J’en crève de tellement de choses, j’en crève de réaliser ce que tu es; de comprendre que je ne te connaissais pas. J’en crève de prendre la mesure de ta capacité à tout mettre en œuvre pour que j’en sois là. J’en crève de tes jeux de pouvoir, de tes rapports de force et de dépendance, de toutes tes stratégies. J’en crève de constater que tu as tout balayé si rapidement. Un nouveau décor, de nouveaux personnages et ce nouveau toi, qui repart d’une page entièrement blanche. Un homme qui naît à 38 ans: sans état d’âme, ni sentiments, pas de souvenirs, pas d’histoire; que du neuf partout autour. J’en crève d’avoir tout donné, de m’être battue jusqu’à l’épuisement pour une cause perdue d’avance, pour un espoir qui n’était que le mien. J’en crève de ce gouffre dans lequel je suis tombée et qui tient tout entier dans ce mot qui définit ce que j’étais pour toi: rien.

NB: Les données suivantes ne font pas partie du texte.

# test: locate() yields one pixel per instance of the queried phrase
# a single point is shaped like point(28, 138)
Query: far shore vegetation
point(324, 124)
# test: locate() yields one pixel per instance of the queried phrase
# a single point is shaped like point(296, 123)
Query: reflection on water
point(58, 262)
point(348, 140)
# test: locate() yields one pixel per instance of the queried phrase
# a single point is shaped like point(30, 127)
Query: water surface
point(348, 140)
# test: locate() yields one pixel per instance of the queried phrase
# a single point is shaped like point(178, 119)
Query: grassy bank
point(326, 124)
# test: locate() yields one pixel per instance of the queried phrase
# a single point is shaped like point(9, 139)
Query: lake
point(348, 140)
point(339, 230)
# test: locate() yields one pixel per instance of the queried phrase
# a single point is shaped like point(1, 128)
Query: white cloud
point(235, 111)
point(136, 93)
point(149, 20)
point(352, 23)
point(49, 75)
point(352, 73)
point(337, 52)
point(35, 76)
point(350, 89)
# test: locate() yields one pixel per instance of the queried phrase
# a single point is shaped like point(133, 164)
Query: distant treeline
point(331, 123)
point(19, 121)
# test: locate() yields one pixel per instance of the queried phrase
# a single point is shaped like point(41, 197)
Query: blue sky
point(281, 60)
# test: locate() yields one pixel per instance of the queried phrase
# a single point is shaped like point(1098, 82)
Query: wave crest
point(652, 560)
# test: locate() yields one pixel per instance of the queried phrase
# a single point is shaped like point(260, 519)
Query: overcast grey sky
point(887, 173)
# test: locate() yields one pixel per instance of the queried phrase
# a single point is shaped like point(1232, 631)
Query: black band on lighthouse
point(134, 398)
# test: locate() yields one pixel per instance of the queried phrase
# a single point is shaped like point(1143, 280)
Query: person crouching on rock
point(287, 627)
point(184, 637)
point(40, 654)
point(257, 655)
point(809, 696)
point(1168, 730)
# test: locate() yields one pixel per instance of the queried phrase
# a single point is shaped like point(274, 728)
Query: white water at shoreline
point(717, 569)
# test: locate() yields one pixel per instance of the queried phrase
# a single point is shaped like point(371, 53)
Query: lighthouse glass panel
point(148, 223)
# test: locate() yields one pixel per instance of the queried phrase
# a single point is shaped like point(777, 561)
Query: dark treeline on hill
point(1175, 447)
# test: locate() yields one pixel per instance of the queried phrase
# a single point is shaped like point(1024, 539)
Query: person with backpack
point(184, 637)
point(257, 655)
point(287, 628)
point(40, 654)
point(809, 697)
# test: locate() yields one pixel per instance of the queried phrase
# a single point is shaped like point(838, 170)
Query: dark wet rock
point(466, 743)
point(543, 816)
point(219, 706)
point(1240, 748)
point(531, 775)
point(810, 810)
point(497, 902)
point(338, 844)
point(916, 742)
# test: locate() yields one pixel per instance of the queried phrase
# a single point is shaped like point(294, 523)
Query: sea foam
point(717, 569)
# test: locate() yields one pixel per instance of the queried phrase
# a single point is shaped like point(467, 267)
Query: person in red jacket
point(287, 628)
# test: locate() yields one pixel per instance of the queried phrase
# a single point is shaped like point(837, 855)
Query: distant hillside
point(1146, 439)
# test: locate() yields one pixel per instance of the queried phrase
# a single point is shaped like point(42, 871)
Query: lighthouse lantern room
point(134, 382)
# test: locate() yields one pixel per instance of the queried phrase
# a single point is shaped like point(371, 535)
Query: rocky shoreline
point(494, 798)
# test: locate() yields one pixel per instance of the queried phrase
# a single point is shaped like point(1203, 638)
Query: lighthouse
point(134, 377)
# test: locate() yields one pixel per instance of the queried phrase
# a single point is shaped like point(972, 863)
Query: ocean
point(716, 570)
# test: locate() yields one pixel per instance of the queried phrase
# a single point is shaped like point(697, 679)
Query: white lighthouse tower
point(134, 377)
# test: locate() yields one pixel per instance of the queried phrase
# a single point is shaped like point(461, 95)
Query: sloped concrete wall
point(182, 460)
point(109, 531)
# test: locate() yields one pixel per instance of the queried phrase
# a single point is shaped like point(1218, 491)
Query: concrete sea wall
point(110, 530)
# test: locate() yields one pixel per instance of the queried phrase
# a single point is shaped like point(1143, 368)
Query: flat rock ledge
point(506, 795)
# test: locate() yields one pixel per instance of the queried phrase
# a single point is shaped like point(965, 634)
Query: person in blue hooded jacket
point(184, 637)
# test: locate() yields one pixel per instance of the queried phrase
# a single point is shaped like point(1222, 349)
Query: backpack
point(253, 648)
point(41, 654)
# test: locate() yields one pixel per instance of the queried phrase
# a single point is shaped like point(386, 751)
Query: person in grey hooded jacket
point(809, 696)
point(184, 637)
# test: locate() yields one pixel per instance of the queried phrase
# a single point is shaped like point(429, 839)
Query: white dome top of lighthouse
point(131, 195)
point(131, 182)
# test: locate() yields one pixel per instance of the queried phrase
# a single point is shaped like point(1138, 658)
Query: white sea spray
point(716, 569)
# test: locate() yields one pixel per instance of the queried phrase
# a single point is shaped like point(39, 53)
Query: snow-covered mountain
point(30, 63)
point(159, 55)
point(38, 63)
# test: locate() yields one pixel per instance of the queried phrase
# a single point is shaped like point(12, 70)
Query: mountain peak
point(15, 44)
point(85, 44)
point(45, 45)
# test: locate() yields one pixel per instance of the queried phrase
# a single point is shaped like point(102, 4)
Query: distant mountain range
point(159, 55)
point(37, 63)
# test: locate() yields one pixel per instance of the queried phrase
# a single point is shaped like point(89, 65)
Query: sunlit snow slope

C’est ce que tu veux je crois, que j’en crève. D’ailleurs, j’en crève aussi de savoir ce que tu es en train d’offrir à une autre; d’imaginer ce que tu lui dis, ce que tu lui fais, ta nouvelle vie de famille, ton rôle de nouvel amoureux, de nouveau beau-père et de gendre idéal. Je me souviens de tout ce que tu m’as donné au début de notre relation, tout ce qui me manquait, que j’attendais tellement et qui me convenait si bien. Tout ce que tu t’es ensuite si bien appliqué à me reprendre, tout doucement, progressivement, insidieusement, sournoisement, tu me l’avais quand même donné, un peu. Dix ans plus tôt, j’étais ta princesse.